Some economists also argue that too many small businesses end up in a decrease in product prices, and that they should instead integrate to be more efficient. So where could be the areas for improvement?
Conduct of Microfinance institutions
Even if it can seem a big task, the impact of microfinance has to be measured more effectively. As it concerns more than just loans, it has to include objectives towards social development and/or economic empowerment.
Microfinance institutions (MFI) should be checked and adhere to some code of conduct to make sure they are not disguised shark loans. A first set of measures can easily be set up, detailing the percentage of repayment, the delays (if any), the changes in the amounts lent, etc.
The microfinance institution should also make sure that the money borrowed is for a new initiative and not for repaying other debts or for personal consumption. This is possible through a reliable local network of people working for the institution and by building trust with the customers.
Enabling Micro entrepreneurs
Usually people are really willing to launch a new activity or expand theirs with the loan. Yet, they might lack basic business skills, thus defaulting whereas they were enthusiastic at the start. To avoid that, the microfinance institution (which is sometimes backed by an NGO) should also offer basic business training to its customers, as well as build a sense of community. For example, Accion, in partnership with the Chinese Association of Microfinance (CAM), announced last February the launch of its International Microfinance Management and Leadership Program.

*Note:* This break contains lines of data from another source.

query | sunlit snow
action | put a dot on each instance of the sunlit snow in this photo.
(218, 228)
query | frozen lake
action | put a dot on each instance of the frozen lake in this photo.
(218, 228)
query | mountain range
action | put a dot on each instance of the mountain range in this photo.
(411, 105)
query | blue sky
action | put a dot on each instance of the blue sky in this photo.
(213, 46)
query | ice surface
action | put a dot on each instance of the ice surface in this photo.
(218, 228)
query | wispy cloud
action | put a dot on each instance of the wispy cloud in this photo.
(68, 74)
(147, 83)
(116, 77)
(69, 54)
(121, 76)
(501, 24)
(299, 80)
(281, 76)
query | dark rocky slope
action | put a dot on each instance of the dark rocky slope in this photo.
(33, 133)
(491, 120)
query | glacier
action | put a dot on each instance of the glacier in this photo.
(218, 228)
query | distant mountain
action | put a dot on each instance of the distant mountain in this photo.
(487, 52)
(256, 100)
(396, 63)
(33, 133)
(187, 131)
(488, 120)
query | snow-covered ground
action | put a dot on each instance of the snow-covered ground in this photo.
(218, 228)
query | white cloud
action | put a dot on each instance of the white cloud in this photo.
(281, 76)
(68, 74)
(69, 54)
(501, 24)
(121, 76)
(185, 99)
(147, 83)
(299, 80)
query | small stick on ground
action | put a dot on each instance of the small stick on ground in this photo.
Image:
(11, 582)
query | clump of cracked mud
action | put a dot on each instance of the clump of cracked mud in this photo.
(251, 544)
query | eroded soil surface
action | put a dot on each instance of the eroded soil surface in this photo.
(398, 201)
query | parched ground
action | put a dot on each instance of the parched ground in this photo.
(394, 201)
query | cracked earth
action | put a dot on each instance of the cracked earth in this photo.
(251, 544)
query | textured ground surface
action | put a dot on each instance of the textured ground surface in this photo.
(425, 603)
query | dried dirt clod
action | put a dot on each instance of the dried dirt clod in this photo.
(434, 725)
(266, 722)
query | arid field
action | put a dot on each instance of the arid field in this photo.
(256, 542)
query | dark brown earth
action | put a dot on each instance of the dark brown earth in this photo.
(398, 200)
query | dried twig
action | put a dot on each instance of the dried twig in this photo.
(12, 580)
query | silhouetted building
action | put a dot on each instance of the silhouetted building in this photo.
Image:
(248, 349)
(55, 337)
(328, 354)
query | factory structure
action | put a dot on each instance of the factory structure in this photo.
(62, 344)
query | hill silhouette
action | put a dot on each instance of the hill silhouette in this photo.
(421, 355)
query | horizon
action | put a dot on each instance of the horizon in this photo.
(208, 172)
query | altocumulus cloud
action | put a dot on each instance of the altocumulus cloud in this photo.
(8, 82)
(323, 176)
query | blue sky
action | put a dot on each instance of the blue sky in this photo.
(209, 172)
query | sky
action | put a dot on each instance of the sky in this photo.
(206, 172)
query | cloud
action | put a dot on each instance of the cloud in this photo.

The new programme aims at develop management and leadership capacity in microfinance in China, ideally reaching one million people. Raising awareness of micro entrepreneurs is very important as research has shown that micro-entrepreneurs are more likely to repay their loans if everybody around them is repaying theirs as well, in a form of ‘positive peer pressure’.
Facilitating economic growth and development
Last but not least, people (including customers) should be realistic about the potential outcomes of microfinance. Indeed, it seems a good tool to alleviate poverty, but it cannot be used on its own to decrease it significantly. Governments and local authorities should also launch development programmes to tackle poverty on a national level. It is good to rely on local initiatives, but it needs to be backed up by structural reforms on a larger scale.
Microfinance now has a significant place in some emerging economies and to a smaller extent in developed countries. When properly used and framed, its benefits are profound, enabling people to get just what they needed to start another business activity and go out of the informal economy.
Yet, microfinance cannot substitute itself to larger initiatives to decrease poverty, and should be used with other tools by the key stakeholders to develop economic activity. Governments can help with large-scale development programmes, followed by NGOs working on helping the poorest and external investors focusing on economic empowerment rather than charity giving.